I rest my case. The poetry of kitchens, written by a man.

(And I often think of the infinite pleasure I've had from this little falling-apart book, bought for 90 cents over 30 years ago.)

Wednesday, December 12, 2012

Moss-haired girl

Found at the Lifeline op shop in South Lismore: a copy of Michael and me and the Sun, by Barbara Hanrahan. (This shop has a marvellous book collection - huge - and most books are 3 for $2. It's possible to find many old and out-of-print books there. A real treasure house.)

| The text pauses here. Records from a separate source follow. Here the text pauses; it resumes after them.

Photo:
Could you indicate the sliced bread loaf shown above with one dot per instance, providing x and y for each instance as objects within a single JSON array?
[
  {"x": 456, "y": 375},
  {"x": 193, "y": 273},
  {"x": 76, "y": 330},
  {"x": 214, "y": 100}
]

Barbara Hanrahan (1939 - 1991) was an Australian print-maker and novelist, born in Adelaide, and living and working there and in London till her death at the age of 52 after a long battle with sarcoma.

Michael and Me and the Sun was written in the last year of her life, much of it while she was in hospital (the book itself makes no mention of this; I discovered it later). It's a memoir of her time in London when she first went there in the early 1960s to continue her study of printmaking.

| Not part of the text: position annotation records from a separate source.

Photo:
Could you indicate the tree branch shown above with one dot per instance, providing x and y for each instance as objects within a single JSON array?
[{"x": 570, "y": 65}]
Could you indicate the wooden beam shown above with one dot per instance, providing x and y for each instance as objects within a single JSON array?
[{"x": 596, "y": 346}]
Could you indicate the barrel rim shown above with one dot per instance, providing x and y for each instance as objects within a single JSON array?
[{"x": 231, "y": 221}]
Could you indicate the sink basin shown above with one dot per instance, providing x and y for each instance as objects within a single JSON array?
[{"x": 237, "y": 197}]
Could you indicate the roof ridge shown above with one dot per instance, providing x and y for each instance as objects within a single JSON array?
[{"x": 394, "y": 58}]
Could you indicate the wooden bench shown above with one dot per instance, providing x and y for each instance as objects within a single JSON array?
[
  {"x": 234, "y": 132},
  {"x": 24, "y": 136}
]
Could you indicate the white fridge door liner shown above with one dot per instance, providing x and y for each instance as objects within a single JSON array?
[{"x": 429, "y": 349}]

She was so eager to get there that she went long before the term began, and worked for a while as a teacher by day, while taking classes in etching, wood-engraving, and lithography four nights a week.

I felt too shy to ask any questions, I just wanted to learn by watching what other people did. And to make myself feel safer still, I drew one of the moss-haired girls I'd drawn in Adelaide, in a flower-sprigged dress like the girls wore in my grandmother's Girl's Own Annual of 1911. She ran stilly in her buttoned boots on my piece of zinc, a leafy bough in her hand. On the next plate she was bigger - she floated among the branches of a tree with peck-beaked birds all around her. I put my head down and pressed my finger hard on the etching needle, and drew in the shivery lines of her hair, the lacing of her bodice, her billowing skirt. I lost myself in detail: dots and swirls and zig-zags. The old atmosphere lapped around me again. At the art school on the Terrace in Adelaide I'd escaped the pinprick worries of everyday as I'd worked at my prints. It happened here, too. I forgot the school and the flat in the surety of ritual - the escape from an everyday world as you went through the crazy ceremony of inking up your plate, then wiping the ink away from your hand till all that was left just filled the line of your drawing. The room was full of bustle, yet full of the stillness of concentration. For those few hours I was surrounded by my own kind of people. It didn't matter that the bearded boys in black aped Jackson Pollock, that the old ladies did their kittens and puppy-dogs, that I did my moss-haired girls - we were all part of something bigger than ourselves. Surrounded by the familiar smells - printing ink and stopping-out varnish and damp paper and turps and methylated spirits - I was content.

From Michael and Me and the Sun (UQP, 1992)

I love this moss-haired girl. And I do not think she runs 'stilly' as Hanrahan said.  There is so much strength in her, as she grasps those branches. Look at her sturdy legs in their buttoned boots - she is the very essence of defiant and independent young woman, for all her 1911 clothing - she is almost jumping into the air.

And what I love about the passage above is the description of the absorption in ones work, which surely must be the most satisfying and happy-making aspect of doing anything, whether it be print-making or gardening or baking or writing.